Though Indians’ famed love for jewellery is under no serious threat – nearly 80% of sales are in the form of jewellery – market watchers say a sizeable segment of the population is now beginning to look at gold purely as a financial asset.
This investment-driven buying also helps gold purchasers save money as they pay record prices, since jewellery adds another 25-30% to the cost to cover design and manufacturing.
“The current investment-led buying is unprecedented,” said Madhusudan Daga, consultant at Gold Field Mineral Services Ltd. “Jewellery shops are now openly displaying the one kilo bar in their showcases.” Mr Daga said bullion, once favoured by wholesalers, is getting popular with two different types of consumers: one set buys to convert it into jewellery for family weddings, while another group, newly rich professionals and investors profiting from India’s expanding economy, buys it purely for the capital appreciation, he said.
• People are buying more bullion in bars and coins
• Sales of gold as jewellery still high at 80%
• Investment-led buying up 34% to 135 tonnes in 2005
Official figures spell out the trend.
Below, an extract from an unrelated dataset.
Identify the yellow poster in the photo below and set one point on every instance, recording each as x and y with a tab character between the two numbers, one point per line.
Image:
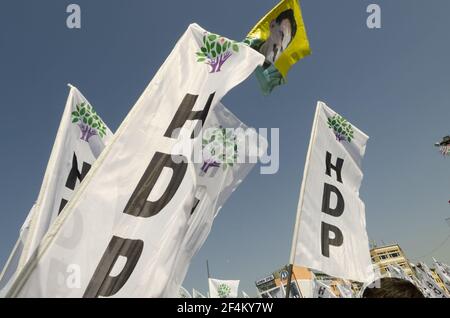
281	37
World Gold Council (WGC) data shows that investment demand in India, though still smaller than jewellery, grew much faster in 2005. Investment-led buying accounted for consumption of 135 tonnes of gold last year, up 34% over 2004, while jewellery demand was at 589 tonnes, up 14% on the previous year. “This year, investment buying would be higher,” said Sanjeev Agarwal, WGC managing director for the Indian subcontinent. He pointed to strong sales of gold coins in the Akshaya Trithiai festival on April 30, a big religious day for gold purchases, especially in southern India.
Jewellers in Mumbai said they have seen good sales of coins and bars of all weights – from one gram to one kilogram – since prices started shooting up around October last year.